After I had my colonoscopy, my doctor knew that my Crohn's was active again. He could see it, and so could I, on the images he gave me {isn't that a fun keepsake? take-home photos of your colonoscopy haha}. But they still do biopsies and send off samples for lab confirmation.
Labs came back, and they confirmed active Crohn's inflammation. Again, something I already knew, but having the labs to back it up makes it feel more real, for some reason. Since I monitor my diet and lifestyle, we know that the return of my symptoms is because Humira has stopped working for me.

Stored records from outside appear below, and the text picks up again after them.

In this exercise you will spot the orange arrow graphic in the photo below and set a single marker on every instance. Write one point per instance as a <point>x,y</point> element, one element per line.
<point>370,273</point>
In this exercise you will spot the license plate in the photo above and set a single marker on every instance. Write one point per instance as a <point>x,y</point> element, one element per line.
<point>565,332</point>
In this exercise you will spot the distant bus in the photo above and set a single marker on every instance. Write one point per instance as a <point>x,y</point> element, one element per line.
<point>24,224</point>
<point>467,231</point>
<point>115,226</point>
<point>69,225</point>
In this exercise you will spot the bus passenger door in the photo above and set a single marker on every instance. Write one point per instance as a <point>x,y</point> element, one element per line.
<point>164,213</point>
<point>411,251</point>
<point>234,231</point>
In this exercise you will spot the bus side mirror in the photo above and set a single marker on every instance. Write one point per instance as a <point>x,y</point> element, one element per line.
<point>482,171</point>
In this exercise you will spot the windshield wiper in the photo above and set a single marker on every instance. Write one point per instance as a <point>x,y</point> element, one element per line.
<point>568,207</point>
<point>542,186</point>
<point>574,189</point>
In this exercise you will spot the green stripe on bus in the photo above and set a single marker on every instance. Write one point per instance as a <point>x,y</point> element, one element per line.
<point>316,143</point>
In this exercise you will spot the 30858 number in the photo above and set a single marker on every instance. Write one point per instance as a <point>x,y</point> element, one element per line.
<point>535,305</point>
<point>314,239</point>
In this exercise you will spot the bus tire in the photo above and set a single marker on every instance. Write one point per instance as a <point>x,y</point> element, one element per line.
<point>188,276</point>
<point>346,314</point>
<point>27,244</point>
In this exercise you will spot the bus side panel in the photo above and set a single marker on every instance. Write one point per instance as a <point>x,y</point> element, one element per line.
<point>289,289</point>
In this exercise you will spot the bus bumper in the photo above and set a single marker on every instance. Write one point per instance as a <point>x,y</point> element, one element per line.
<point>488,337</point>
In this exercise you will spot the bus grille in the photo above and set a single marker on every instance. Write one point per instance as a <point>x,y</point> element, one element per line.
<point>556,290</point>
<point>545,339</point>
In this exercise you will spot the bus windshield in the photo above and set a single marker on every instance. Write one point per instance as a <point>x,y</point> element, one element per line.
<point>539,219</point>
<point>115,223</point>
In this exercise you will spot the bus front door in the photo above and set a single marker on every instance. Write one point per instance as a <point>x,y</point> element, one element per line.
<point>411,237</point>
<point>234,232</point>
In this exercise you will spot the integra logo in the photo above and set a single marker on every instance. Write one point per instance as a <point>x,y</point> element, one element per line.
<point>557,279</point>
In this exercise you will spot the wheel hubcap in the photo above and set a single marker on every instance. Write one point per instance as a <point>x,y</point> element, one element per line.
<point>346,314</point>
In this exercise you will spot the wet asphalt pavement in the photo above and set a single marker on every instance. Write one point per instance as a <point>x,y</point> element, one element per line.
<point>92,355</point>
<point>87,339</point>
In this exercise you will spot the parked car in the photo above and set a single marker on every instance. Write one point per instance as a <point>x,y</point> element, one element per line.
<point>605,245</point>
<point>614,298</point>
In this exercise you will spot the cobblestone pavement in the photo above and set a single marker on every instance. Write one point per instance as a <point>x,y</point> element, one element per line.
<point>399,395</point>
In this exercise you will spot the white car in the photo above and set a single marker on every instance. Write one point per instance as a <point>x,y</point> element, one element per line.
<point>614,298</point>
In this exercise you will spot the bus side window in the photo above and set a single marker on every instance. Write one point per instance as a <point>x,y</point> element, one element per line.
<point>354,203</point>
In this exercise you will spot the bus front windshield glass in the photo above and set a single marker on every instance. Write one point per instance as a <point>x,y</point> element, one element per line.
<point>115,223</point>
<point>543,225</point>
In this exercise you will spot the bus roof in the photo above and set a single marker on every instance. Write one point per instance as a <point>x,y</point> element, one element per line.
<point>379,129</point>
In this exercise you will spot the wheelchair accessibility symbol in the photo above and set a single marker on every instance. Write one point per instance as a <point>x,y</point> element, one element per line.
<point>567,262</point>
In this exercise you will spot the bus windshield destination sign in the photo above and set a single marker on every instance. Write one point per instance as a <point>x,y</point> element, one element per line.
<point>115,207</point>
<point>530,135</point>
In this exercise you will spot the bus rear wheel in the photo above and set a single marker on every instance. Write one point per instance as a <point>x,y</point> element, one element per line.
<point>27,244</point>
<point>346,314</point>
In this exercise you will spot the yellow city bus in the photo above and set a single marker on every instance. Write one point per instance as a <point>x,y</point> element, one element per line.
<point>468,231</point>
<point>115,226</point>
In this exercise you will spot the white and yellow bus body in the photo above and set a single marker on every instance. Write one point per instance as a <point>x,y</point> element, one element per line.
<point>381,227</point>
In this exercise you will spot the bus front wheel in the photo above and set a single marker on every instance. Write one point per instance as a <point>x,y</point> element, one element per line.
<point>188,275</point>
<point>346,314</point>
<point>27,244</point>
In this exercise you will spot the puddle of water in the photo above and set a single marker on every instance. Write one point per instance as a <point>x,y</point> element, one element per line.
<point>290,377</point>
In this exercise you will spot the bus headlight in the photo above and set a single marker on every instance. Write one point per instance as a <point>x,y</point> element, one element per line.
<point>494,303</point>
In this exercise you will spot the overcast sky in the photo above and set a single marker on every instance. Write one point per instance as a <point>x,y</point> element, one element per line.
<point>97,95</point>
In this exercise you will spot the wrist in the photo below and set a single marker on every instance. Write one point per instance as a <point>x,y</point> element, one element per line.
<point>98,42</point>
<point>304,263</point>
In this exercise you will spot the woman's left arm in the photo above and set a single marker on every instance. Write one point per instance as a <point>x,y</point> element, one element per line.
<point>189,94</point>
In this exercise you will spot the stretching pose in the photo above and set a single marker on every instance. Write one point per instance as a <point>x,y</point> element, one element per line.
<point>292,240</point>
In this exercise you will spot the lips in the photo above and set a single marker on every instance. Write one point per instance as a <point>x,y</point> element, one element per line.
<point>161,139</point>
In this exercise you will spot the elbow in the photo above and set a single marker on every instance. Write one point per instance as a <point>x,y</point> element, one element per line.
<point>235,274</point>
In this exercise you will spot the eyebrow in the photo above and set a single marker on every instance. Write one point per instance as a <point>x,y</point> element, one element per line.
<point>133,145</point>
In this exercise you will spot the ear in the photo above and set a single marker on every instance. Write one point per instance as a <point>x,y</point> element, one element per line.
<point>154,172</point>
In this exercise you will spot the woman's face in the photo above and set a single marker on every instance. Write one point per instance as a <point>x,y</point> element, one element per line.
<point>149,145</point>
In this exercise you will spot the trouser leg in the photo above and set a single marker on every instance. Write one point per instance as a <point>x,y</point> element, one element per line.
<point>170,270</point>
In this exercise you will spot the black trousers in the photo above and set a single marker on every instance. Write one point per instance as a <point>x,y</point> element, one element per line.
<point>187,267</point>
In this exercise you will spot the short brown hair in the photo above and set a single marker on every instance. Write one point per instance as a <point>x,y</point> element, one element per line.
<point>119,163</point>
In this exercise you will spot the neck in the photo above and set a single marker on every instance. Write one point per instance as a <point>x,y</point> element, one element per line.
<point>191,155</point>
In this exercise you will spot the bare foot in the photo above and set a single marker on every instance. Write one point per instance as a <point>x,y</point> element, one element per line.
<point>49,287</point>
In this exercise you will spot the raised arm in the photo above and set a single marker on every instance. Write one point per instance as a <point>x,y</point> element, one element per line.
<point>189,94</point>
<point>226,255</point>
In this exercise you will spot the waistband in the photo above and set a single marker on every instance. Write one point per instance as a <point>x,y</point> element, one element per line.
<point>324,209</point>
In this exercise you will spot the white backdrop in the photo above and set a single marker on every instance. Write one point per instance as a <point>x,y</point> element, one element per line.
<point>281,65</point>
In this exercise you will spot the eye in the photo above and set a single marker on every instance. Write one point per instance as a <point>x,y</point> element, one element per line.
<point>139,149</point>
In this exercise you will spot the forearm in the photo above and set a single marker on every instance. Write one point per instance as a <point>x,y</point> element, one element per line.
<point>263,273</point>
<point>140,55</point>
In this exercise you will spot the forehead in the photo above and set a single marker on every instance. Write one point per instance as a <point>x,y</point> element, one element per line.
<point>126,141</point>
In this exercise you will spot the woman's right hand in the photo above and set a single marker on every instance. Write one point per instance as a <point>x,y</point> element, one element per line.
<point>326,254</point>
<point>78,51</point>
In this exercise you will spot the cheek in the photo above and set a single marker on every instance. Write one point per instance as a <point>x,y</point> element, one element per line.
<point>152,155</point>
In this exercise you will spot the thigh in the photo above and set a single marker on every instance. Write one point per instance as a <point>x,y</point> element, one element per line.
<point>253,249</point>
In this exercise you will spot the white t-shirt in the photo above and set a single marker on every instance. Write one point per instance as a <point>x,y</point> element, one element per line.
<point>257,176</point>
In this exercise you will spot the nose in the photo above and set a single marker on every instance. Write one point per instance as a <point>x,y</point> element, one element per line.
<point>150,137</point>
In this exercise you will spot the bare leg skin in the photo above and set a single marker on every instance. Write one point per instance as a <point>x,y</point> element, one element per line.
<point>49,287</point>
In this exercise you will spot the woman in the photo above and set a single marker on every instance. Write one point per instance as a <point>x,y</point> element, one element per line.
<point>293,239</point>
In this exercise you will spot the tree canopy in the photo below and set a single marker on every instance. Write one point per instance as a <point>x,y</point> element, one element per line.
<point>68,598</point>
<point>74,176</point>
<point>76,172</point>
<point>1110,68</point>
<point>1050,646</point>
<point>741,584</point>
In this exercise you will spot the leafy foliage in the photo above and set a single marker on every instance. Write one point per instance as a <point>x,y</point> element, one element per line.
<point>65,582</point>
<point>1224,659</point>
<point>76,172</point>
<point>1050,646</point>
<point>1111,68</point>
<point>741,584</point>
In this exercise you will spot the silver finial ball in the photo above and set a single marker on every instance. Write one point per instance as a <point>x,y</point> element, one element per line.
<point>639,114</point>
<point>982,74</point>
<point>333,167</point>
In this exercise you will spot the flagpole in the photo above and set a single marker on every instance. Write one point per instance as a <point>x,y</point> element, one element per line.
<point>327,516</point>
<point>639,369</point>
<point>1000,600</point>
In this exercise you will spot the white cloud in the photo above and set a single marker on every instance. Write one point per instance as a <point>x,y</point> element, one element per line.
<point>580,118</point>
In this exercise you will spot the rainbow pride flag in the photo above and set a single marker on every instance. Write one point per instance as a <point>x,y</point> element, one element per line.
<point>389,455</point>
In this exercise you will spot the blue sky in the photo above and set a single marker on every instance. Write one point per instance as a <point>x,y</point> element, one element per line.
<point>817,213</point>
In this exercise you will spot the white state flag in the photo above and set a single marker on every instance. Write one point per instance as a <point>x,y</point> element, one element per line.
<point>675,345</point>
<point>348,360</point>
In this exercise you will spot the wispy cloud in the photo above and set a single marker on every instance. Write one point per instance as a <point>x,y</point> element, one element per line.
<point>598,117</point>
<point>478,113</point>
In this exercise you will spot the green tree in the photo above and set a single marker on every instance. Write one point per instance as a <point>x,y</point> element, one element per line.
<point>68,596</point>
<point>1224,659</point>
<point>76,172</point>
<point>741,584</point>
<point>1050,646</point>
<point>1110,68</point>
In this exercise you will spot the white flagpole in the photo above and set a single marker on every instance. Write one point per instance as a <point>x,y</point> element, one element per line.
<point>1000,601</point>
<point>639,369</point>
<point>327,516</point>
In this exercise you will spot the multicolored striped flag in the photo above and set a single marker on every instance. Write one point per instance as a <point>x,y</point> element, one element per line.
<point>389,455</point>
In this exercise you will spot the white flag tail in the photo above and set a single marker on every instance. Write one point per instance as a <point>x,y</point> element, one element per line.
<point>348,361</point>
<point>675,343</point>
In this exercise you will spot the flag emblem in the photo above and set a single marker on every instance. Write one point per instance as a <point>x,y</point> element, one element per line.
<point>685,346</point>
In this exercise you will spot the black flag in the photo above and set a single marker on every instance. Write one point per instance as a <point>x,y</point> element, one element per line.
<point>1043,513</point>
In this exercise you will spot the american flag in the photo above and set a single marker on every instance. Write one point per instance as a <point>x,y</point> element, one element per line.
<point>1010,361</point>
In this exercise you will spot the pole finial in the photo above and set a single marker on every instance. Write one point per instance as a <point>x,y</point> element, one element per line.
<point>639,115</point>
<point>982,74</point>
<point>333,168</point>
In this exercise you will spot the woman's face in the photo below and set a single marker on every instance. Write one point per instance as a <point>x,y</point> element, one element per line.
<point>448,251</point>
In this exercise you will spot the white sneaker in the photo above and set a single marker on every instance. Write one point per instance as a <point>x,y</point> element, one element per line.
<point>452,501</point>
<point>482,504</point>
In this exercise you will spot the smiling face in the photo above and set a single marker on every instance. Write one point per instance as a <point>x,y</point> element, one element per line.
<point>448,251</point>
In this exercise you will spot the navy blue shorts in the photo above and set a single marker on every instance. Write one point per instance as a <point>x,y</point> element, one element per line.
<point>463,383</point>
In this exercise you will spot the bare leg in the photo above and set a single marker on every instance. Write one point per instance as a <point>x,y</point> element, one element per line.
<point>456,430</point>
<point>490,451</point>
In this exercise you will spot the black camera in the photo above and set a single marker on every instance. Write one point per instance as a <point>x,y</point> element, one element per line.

So I took my last dose of Humira on July 8th. It's not doing anything, but I didn't get the confirmation to stop taking it until the day after I took my last dose. So I have officially ended my journey with Humira. In a strange, medically-twisted way, it's bittersweet. I am definitely glad to say goodbye to every-other-week injections. I took 196 total shots over 7.5 years. I cursed every time for 6.5 of those years {until I finally got some relief in the past year with the citrate-free version!} I had 2 pen misfires in the whole 7.5 years, which is not too shabby.
But I am so thankful for how it helped me achieve and stay in remission for so long. I never loved being on a synthetic, biologic drug, but the reality is that it helped me stay healthy. It worked for me, the first time. And that's a big deal in Crohn's treatment.
So long, Humira!
So what's next?
I have a follow-up with my GI next week. I start my new medication the week after that {more on that later, as I'm still learning and figuring it out!} And I will continue taking the prednisone to get the inflammation under control. I have 2.5 more weeks left for that and would appreciate prayers in that process. The side effects have been rough. I feel pretty yucky these days, but I have to keep reminding myself that I am not in any pain. That's a big deal! But it's still something I have to remind myself of over and over, because I am not loving how my body is currently feeling. Aside from the gross {and weird} side effects, I'm back to feeling completely depleted by the end of the day. I do ok until about 2pm, where I seem to just hit a wall and feel my body starting to crash. It's a struggle to make it to the end of the day, and I'm crawling into bed pretty soon after the kids are in bed.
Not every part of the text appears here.